Dalam majalah tersebut diceritakan bagaimana ketaatan Dhana pada agama dan kesetiaan dia menjaga ibunya yang mengalami sakit ginjal pada 1995-2004. Dikatakan dalam majalah tersbeut, Dhana selalu setia menemani sang ibu yang dua kali dalam seminggu harus cuci darah.
Ibunda Dhana bernama Sundari ini divonis gagal ginjal pada Februari 2005. Saat ini Dhana masih duduk di tingkat dua STAN (Sekolah Tinggi Akuntansi Negara). Dhana harus terus berjuang merawat ibunya, sementara rasa dukanya selesai akibat kehilangan ayah pada 2 tahun sebelumnya.
Sebagai anak sulung dari dua bersaudara, Dhana sejak lulus SLTA harus menjadi kepala keluarga.
"Waktu pulang saya lihat orang ramai, ternyata Bapak meninggal. Sangat mendadak. Saya tidak siap, tapi harus siap. Sebenarnya juga tidak tabah. Apalagi dua tahun kemudian Ibu menderita sakit berat. Kalau bicara mental jatuh, ini jatuh yang kedua. Kok belum selesai musibah yang saya alami dua tahun belakangan ini," tutur Dhana dikutip dari majalah itu, Rabu (29/2/2012).
Saat itu, Dhana selalu yakin ibunya akan sembuh dan terus-menerus mencari penyembuhan baik medis maupun cara alternatif. Padahal saat itu dokter memvonis ibunya tak bisa disembuhkan.
"Shock, tapi tidak berpikir bahwa ini tidak bisa sembuh. Saat itu saya tidak menyadari. Dokter juga tidak bilang secara gamblang kalau tidak bisa sembuh. Tahun pertama belum merasa bahwa ini akan menjadi rutinitas. Saya anggap nanti akan ada akhir untuk sembuh," ujar Dhana.

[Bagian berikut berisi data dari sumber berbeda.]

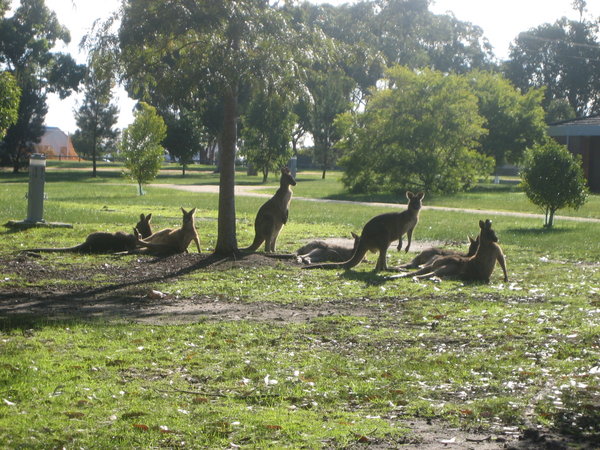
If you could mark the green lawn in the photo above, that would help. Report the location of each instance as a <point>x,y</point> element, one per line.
<point>484,358</point>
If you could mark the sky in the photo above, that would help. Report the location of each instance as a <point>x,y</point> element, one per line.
<point>501,21</point>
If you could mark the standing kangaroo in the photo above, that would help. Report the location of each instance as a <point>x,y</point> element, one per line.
<point>273,214</point>
<point>103,242</point>
<point>427,256</point>
<point>171,241</point>
<point>478,267</point>
<point>321,251</point>
<point>379,232</point>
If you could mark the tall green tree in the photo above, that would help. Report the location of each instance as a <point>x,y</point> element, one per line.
<point>96,118</point>
<point>141,146</point>
<point>552,179</point>
<point>267,131</point>
<point>420,132</point>
<point>10,96</point>
<point>26,42</point>
<point>188,49</point>
<point>563,57</point>
<point>185,138</point>
<point>515,121</point>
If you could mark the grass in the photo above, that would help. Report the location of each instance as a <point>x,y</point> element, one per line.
<point>482,357</point>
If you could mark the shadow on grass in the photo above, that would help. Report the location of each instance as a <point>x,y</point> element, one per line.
<point>371,278</point>
<point>536,232</point>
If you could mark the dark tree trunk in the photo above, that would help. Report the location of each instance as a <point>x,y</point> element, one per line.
<point>226,237</point>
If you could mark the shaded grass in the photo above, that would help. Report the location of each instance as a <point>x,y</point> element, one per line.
<point>478,356</point>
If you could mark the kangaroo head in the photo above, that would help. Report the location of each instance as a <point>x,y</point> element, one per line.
<point>473,245</point>
<point>486,232</point>
<point>414,200</point>
<point>356,240</point>
<point>188,216</point>
<point>286,177</point>
<point>143,226</point>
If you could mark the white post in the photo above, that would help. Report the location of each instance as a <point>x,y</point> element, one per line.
<point>35,196</point>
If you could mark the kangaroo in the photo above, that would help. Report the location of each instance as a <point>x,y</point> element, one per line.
<point>379,232</point>
<point>103,242</point>
<point>170,241</point>
<point>273,214</point>
<point>427,256</point>
<point>478,267</point>
<point>321,251</point>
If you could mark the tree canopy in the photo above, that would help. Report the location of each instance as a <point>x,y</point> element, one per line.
<point>26,42</point>
<point>10,96</point>
<point>552,179</point>
<point>420,132</point>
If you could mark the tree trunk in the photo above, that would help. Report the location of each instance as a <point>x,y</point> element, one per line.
<point>226,230</point>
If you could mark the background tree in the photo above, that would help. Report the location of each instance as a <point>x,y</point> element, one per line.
<point>185,136</point>
<point>10,96</point>
<point>189,49</point>
<point>96,118</point>
<point>563,57</point>
<point>141,145</point>
<point>514,121</point>
<point>421,132</point>
<point>26,40</point>
<point>552,179</point>
<point>267,131</point>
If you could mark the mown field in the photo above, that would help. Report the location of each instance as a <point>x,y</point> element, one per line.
<point>372,361</point>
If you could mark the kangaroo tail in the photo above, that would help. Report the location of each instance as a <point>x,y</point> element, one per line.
<point>255,244</point>
<point>76,248</point>
<point>357,257</point>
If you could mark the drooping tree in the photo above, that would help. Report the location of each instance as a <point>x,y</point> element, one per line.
<point>188,49</point>
<point>514,120</point>
<point>10,96</point>
<point>96,118</point>
<point>26,42</point>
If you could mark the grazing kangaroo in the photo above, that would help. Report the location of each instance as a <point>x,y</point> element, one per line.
<point>103,242</point>
<point>379,232</point>
<point>427,256</point>
<point>321,251</point>
<point>171,241</point>
<point>273,214</point>
<point>478,267</point>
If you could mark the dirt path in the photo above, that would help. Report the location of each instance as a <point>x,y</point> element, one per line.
<point>253,191</point>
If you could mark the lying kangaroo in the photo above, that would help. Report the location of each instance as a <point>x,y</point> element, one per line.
<point>478,267</point>
<point>427,256</point>
<point>103,242</point>
<point>171,240</point>
<point>321,251</point>
<point>379,232</point>
<point>273,214</point>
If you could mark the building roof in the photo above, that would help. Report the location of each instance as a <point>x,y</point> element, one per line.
<point>584,126</point>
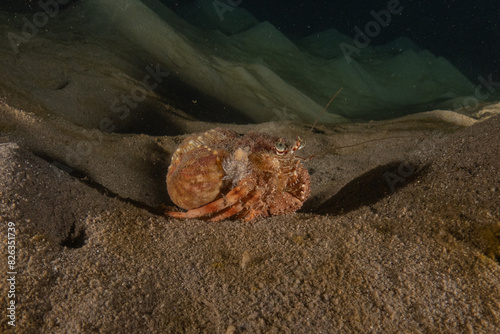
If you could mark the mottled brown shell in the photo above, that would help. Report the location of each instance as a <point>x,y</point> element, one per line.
<point>251,176</point>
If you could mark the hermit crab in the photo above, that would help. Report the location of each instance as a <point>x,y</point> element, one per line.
<point>221,174</point>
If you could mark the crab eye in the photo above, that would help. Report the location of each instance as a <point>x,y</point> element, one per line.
<point>280,147</point>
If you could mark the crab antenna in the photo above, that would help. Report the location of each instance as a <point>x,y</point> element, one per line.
<point>324,109</point>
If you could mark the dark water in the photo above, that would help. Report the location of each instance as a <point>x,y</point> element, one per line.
<point>466,33</point>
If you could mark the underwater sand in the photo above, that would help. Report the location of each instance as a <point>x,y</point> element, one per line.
<point>401,233</point>
<point>359,256</point>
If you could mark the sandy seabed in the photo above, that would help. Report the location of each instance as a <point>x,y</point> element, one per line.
<point>401,234</point>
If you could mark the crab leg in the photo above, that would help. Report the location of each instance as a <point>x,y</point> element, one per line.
<point>237,208</point>
<point>231,198</point>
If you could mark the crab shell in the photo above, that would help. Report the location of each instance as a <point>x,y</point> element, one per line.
<point>222,174</point>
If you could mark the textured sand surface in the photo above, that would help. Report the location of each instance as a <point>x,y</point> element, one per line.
<point>94,255</point>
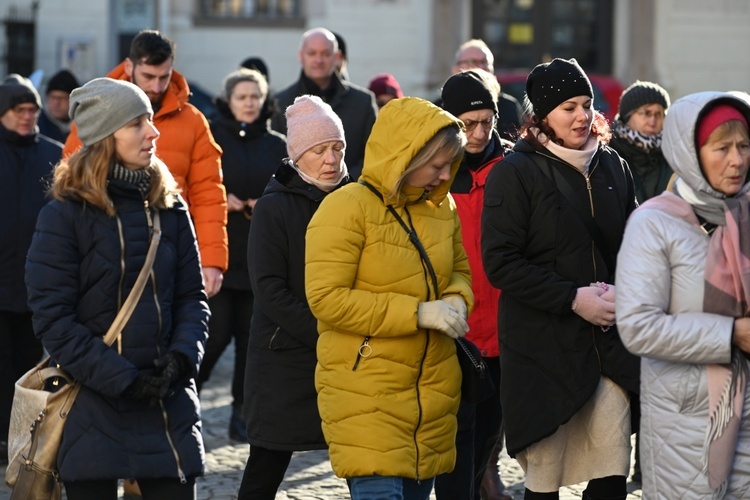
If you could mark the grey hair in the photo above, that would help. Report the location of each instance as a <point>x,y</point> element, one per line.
<point>319,31</point>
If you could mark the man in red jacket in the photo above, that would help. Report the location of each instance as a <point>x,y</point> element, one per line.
<point>471,96</point>
<point>185,145</point>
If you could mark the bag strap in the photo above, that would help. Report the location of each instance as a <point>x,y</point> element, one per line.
<point>478,363</point>
<point>123,315</point>
<point>583,212</point>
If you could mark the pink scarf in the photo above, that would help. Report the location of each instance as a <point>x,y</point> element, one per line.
<point>727,292</point>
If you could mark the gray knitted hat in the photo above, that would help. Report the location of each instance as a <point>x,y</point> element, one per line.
<point>104,105</point>
<point>16,90</point>
<point>640,94</point>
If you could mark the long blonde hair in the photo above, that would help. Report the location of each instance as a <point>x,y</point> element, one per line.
<point>83,177</point>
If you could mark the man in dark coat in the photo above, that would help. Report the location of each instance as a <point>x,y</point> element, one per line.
<point>353,104</point>
<point>475,54</point>
<point>26,162</point>
<point>54,121</point>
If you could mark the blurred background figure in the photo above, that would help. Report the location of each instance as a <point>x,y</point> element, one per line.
<point>385,87</point>
<point>355,105</point>
<point>637,136</point>
<point>54,121</point>
<point>26,160</point>
<point>342,61</point>
<point>476,54</point>
<point>471,96</point>
<point>251,154</point>
<point>257,64</point>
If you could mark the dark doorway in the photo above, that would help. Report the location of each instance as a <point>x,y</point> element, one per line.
<point>523,33</point>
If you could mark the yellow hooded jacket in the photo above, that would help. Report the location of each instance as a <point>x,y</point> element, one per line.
<point>388,391</point>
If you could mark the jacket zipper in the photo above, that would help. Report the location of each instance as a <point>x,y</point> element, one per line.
<point>364,351</point>
<point>593,255</point>
<point>273,337</point>
<point>164,414</point>
<point>122,277</point>
<point>419,406</point>
<point>593,248</point>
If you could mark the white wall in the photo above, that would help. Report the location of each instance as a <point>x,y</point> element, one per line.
<point>703,45</point>
<point>391,36</point>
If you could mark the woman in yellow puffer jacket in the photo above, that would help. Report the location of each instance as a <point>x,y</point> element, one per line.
<point>388,379</point>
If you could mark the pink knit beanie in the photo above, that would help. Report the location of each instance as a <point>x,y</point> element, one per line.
<point>309,122</point>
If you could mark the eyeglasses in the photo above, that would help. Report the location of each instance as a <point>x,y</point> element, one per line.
<point>644,113</point>
<point>487,124</point>
<point>473,63</point>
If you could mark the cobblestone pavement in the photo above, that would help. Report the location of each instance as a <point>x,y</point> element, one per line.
<point>309,476</point>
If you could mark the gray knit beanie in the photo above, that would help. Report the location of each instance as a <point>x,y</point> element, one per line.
<point>16,90</point>
<point>104,105</point>
<point>309,122</point>
<point>640,94</point>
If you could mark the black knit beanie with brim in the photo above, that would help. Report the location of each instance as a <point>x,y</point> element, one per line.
<point>640,94</point>
<point>466,91</point>
<point>550,84</point>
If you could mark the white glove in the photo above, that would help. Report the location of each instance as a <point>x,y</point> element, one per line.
<point>590,305</point>
<point>441,316</point>
<point>459,303</point>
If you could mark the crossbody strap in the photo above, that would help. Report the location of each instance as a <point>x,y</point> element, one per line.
<point>583,212</point>
<point>123,315</point>
<point>413,238</point>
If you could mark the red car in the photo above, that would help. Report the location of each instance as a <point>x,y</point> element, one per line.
<point>607,90</point>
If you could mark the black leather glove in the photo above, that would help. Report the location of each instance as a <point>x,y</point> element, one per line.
<point>147,387</point>
<point>173,366</point>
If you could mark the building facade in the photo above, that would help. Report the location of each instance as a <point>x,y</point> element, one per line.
<point>686,45</point>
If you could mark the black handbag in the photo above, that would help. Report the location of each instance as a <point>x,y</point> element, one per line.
<point>476,383</point>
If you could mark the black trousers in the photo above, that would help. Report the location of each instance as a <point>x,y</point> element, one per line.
<point>231,311</point>
<point>19,352</point>
<point>478,431</point>
<point>151,489</point>
<point>264,473</point>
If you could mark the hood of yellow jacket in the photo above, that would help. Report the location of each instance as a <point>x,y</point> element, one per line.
<point>402,129</point>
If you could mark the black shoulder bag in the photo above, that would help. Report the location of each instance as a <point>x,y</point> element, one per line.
<point>476,385</point>
<point>617,363</point>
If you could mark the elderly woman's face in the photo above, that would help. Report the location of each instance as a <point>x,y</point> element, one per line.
<point>323,162</point>
<point>648,119</point>
<point>572,121</point>
<point>725,161</point>
<point>135,143</point>
<point>246,102</point>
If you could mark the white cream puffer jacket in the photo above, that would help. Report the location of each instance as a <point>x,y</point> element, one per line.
<point>660,287</point>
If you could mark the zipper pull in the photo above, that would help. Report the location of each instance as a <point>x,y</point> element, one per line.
<point>148,216</point>
<point>364,351</point>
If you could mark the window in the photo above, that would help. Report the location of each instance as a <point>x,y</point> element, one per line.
<point>242,12</point>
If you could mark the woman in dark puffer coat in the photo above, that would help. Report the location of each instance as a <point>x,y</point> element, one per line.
<point>252,151</point>
<point>137,414</point>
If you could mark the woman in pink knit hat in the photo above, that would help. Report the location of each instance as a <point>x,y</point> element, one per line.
<point>280,399</point>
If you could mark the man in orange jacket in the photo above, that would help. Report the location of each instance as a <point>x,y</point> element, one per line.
<point>185,145</point>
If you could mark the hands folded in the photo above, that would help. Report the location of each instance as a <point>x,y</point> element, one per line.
<point>169,369</point>
<point>447,316</point>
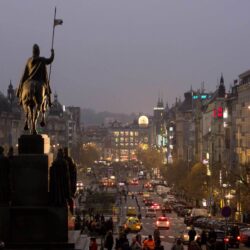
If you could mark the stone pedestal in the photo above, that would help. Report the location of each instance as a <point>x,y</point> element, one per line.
<point>30,222</point>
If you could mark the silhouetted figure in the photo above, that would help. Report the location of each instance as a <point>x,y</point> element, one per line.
<point>109,240</point>
<point>72,176</point>
<point>93,244</point>
<point>11,152</point>
<point>191,234</point>
<point>35,69</point>
<point>59,181</point>
<point>4,178</point>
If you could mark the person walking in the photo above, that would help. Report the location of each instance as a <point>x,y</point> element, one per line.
<point>156,234</point>
<point>109,240</point>
<point>93,244</point>
<point>158,245</point>
<point>193,245</point>
<point>149,243</point>
<point>177,245</point>
<point>135,245</point>
<point>191,234</point>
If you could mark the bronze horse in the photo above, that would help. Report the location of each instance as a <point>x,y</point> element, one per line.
<point>34,101</point>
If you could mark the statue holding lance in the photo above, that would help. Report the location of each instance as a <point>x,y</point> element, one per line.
<point>34,88</point>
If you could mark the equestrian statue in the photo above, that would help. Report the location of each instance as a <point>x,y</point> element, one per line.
<point>34,89</point>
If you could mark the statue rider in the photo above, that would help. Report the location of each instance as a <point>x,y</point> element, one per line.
<point>35,69</point>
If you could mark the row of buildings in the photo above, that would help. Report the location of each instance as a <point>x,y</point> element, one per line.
<point>62,124</point>
<point>208,127</point>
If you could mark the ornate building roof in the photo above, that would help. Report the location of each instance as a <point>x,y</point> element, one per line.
<point>57,108</point>
<point>4,104</point>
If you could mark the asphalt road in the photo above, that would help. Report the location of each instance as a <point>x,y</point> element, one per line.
<point>167,236</point>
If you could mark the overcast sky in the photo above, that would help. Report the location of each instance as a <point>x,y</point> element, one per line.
<point>120,56</point>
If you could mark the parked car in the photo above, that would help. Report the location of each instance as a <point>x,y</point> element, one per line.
<point>132,224</point>
<point>151,213</point>
<point>166,208</point>
<point>155,206</point>
<point>131,211</point>
<point>245,236</point>
<point>148,202</point>
<point>218,243</point>
<point>233,237</point>
<point>185,237</point>
<point>162,222</point>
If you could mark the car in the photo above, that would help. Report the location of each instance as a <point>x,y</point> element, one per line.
<point>166,209</point>
<point>219,243</point>
<point>134,182</point>
<point>162,222</point>
<point>232,239</point>
<point>151,212</point>
<point>185,237</point>
<point>148,202</point>
<point>132,224</point>
<point>146,195</point>
<point>131,212</point>
<point>147,185</point>
<point>245,236</point>
<point>155,206</point>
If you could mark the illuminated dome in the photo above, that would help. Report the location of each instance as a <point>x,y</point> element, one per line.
<point>143,121</point>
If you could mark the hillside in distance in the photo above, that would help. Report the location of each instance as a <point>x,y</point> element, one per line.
<point>90,117</point>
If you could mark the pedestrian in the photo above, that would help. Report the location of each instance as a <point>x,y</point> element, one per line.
<point>135,245</point>
<point>158,245</point>
<point>177,245</point>
<point>93,244</point>
<point>149,243</point>
<point>109,240</point>
<point>203,238</point>
<point>191,234</point>
<point>156,234</point>
<point>193,245</point>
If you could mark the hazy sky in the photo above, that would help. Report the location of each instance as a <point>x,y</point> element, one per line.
<point>121,56</point>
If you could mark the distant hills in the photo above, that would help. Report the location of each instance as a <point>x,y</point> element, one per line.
<point>91,117</point>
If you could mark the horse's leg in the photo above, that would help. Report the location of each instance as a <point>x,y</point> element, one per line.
<point>26,127</point>
<point>42,123</point>
<point>32,116</point>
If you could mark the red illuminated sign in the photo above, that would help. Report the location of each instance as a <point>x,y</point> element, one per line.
<point>218,112</point>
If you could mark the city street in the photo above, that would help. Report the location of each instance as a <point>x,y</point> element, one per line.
<point>167,236</point>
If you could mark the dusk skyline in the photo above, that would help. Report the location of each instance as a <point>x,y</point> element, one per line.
<point>121,56</point>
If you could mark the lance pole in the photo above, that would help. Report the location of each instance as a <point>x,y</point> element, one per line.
<point>52,44</point>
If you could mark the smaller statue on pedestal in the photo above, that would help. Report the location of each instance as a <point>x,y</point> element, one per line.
<point>4,178</point>
<point>59,181</point>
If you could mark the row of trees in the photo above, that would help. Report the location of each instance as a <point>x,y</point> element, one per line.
<point>189,180</point>
<point>194,182</point>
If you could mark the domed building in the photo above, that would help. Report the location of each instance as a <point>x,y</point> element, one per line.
<point>11,119</point>
<point>143,121</point>
<point>127,139</point>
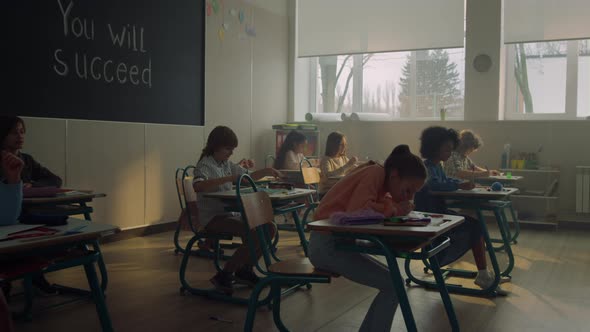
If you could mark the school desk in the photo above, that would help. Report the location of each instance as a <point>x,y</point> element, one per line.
<point>399,241</point>
<point>63,204</point>
<point>280,199</point>
<point>68,203</point>
<point>82,233</point>
<point>478,199</point>
<point>506,181</point>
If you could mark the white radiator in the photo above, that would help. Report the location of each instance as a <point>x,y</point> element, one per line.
<point>582,189</point>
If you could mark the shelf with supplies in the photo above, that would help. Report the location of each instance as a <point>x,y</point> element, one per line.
<point>538,198</point>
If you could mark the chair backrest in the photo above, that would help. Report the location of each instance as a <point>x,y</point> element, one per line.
<point>257,209</point>
<point>311,175</point>
<point>257,212</point>
<point>187,197</point>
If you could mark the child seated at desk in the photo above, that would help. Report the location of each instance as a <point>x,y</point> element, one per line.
<point>387,189</point>
<point>33,174</point>
<point>459,164</point>
<point>11,194</point>
<point>290,153</point>
<point>12,137</point>
<point>215,172</point>
<point>11,189</point>
<point>335,163</point>
<point>436,146</point>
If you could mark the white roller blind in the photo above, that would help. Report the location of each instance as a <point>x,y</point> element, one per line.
<point>539,20</point>
<point>329,27</point>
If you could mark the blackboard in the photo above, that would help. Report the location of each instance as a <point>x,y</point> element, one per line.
<point>114,60</point>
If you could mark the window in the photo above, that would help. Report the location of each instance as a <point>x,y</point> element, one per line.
<point>405,85</point>
<point>543,78</point>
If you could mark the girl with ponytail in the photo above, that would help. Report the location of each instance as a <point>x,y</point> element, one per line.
<point>388,189</point>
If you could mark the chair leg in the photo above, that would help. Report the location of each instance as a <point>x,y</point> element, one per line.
<point>104,277</point>
<point>300,231</point>
<point>276,307</point>
<point>177,247</point>
<point>516,225</point>
<point>27,313</point>
<point>444,293</point>
<point>253,305</point>
<point>97,296</point>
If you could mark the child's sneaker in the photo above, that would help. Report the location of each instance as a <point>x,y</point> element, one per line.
<point>223,282</point>
<point>486,279</point>
<point>246,276</point>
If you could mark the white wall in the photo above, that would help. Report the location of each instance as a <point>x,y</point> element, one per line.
<point>245,88</point>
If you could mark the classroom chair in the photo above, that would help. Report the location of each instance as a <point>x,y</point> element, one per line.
<point>269,255</point>
<point>26,268</point>
<point>311,178</point>
<point>258,213</point>
<point>187,199</point>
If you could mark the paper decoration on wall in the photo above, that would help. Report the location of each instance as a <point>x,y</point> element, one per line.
<point>250,30</point>
<point>215,4</point>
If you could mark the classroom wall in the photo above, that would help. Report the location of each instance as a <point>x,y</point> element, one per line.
<point>133,163</point>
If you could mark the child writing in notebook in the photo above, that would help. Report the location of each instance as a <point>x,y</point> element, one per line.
<point>387,189</point>
<point>215,172</point>
<point>290,154</point>
<point>11,195</point>
<point>12,138</point>
<point>436,146</point>
<point>11,188</point>
<point>459,165</point>
<point>335,163</point>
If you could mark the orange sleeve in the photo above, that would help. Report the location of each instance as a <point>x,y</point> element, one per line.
<point>366,196</point>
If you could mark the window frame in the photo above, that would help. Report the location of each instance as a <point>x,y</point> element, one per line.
<point>571,88</point>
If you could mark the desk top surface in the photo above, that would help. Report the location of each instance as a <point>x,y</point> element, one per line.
<point>478,192</point>
<point>91,230</point>
<point>274,194</point>
<point>66,197</point>
<point>437,226</point>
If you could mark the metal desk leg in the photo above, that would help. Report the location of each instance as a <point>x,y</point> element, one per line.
<point>98,297</point>
<point>503,226</point>
<point>400,290</point>
<point>300,231</point>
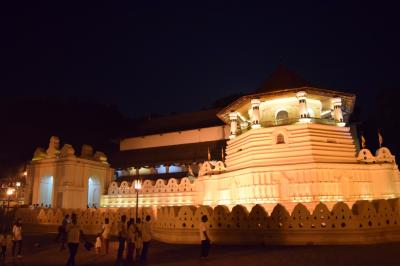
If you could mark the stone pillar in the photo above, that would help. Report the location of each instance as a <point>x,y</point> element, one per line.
<point>337,111</point>
<point>303,113</point>
<point>255,116</point>
<point>233,119</point>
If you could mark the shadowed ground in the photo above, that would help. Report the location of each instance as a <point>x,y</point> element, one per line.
<point>164,254</point>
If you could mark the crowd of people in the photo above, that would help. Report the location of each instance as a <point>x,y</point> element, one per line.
<point>13,239</point>
<point>134,237</point>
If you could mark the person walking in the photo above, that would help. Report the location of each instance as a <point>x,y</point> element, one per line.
<point>130,240</point>
<point>105,234</point>
<point>204,237</point>
<point>122,235</point>
<point>3,243</point>
<point>62,231</point>
<point>17,238</point>
<point>74,233</point>
<point>146,237</point>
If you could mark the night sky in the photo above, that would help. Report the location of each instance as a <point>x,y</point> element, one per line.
<point>154,57</point>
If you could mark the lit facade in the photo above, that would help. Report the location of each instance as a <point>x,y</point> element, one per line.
<point>60,179</point>
<point>281,146</point>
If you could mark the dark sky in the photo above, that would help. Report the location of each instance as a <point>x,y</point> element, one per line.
<point>179,56</point>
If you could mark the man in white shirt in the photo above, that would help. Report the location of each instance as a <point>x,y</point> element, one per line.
<point>17,237</point>
<point>146,237</point>
<point>204,237</point>
<point>106,234</point>
<point>122,236</point>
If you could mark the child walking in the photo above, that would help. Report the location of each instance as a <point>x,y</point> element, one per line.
<point>3,243</point>
<point>98,243</point>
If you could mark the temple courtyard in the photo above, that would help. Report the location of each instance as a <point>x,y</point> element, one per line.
<point>48,253</point>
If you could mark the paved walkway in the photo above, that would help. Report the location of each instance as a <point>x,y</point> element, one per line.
<point>164,254</point>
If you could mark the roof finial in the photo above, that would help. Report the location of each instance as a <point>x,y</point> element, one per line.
<point>380,138</point>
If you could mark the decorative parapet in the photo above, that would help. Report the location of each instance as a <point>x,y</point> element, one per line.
<point>365,222</point>
<point>171,185</point>
<point>365,156</point>
<point>382,155</point>
<point>211,168</point>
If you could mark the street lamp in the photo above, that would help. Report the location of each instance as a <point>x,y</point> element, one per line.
<point>10,191</point>
<point>17,184</point>
<point>138,187</point>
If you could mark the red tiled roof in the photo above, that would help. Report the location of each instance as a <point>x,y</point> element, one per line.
<point>283,78</point>
<point>185,153</point>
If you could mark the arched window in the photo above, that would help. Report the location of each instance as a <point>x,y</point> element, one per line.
<point>280,139</point>
<point>282,118</point>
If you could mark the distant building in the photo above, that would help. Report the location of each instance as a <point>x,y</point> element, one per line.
<point>288,142</point>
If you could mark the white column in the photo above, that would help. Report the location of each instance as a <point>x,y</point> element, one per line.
<point>255,115</point>
<point>233,119</point>
<point>303,113</point>
<point>337,111</point>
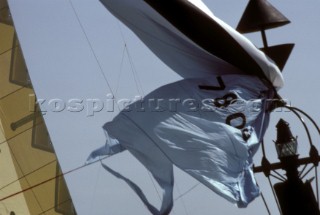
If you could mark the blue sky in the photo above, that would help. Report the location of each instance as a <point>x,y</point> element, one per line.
<point>92,63</point>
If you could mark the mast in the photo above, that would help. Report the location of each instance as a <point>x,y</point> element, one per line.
<point>292,194</point>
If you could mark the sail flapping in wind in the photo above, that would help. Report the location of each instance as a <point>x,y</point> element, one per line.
<point>210,123</point>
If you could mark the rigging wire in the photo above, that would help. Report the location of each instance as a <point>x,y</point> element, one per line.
<point>34,171</point>
<point>120,73</point>
<point>21,170</point>
<point>91,47</point>
<point>274,195</point>
<point>188,191</point>
<point>8,50</point>
<point>11,93</point>
<point>100,67</point>
<point>52,178</point>
<point>296,112</point>
<point>61,203</point>
<point>134,72</point>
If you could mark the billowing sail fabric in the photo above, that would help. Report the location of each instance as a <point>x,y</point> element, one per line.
<point>210,123</point>
<point>186,36</point>
<point>208,127</point>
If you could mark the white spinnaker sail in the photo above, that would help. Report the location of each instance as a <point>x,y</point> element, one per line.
<point>67,73</point>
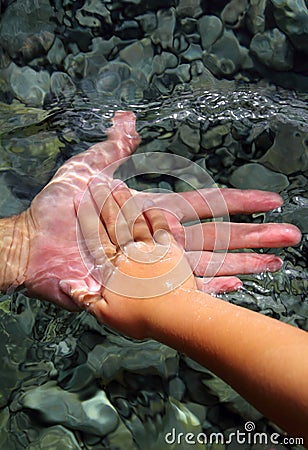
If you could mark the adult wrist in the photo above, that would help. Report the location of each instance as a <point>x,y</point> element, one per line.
<point>14,251</point>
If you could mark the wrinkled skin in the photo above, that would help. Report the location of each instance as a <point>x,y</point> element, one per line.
<point>51,220</point>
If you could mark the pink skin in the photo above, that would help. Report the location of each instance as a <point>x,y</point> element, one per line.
<point>54,252</point>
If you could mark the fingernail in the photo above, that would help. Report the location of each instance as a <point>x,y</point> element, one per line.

Sejak 1995 hingga 2004, boleh dibilang semua pengobatan alternatif yang pernah dilihat di televisi pernah dicoba, ibunda Dhana tetap harus cuci darah. Dhana bahkan sampai mengorbankan kuliahnya jika harus menemani ibunya untuk berobat.
"Kuliah tidak masuk, saya tidak peduli. Saya lebih baik drop out daripada harus meninggalkan ibu saya. Itu yang saya yakini. Boleh dibilang saya tidak pernah belajar meski saat ujian. Bukan karena sombong, tapi memang tidak sempat. Saya sadar risikonya dan juga siap menanggungnya. Tidak pernah ada konflik batin ketika memutuskan itu. Prioritas saya untuk Ibu. Saya tidak pernah sedikitpun khawatir, bagaimana masa depan saya, bagaimana kalau tidak lulus atau drop out. Terserah deh, hidup saya mau dibawa ke mana. Saya ikut saja. Saya hanya berpikir bagaimana ibu bisa nyaman, bisa tertolong dari kondisi ini," jelasnya.
Selain itu, Dhana memutuskan tidak peduli masa depan asalkan ibunya bisa mendapatkan perawatan, obat dan segala yang terbaik, akhirnya bukan hanya mampu menyelesaikan sekolahnya hingga pasca sarjana, namun juga dalam kondisi yang sangat baik di pekerjaan maupun bisnis keluarga yang dikelolanya.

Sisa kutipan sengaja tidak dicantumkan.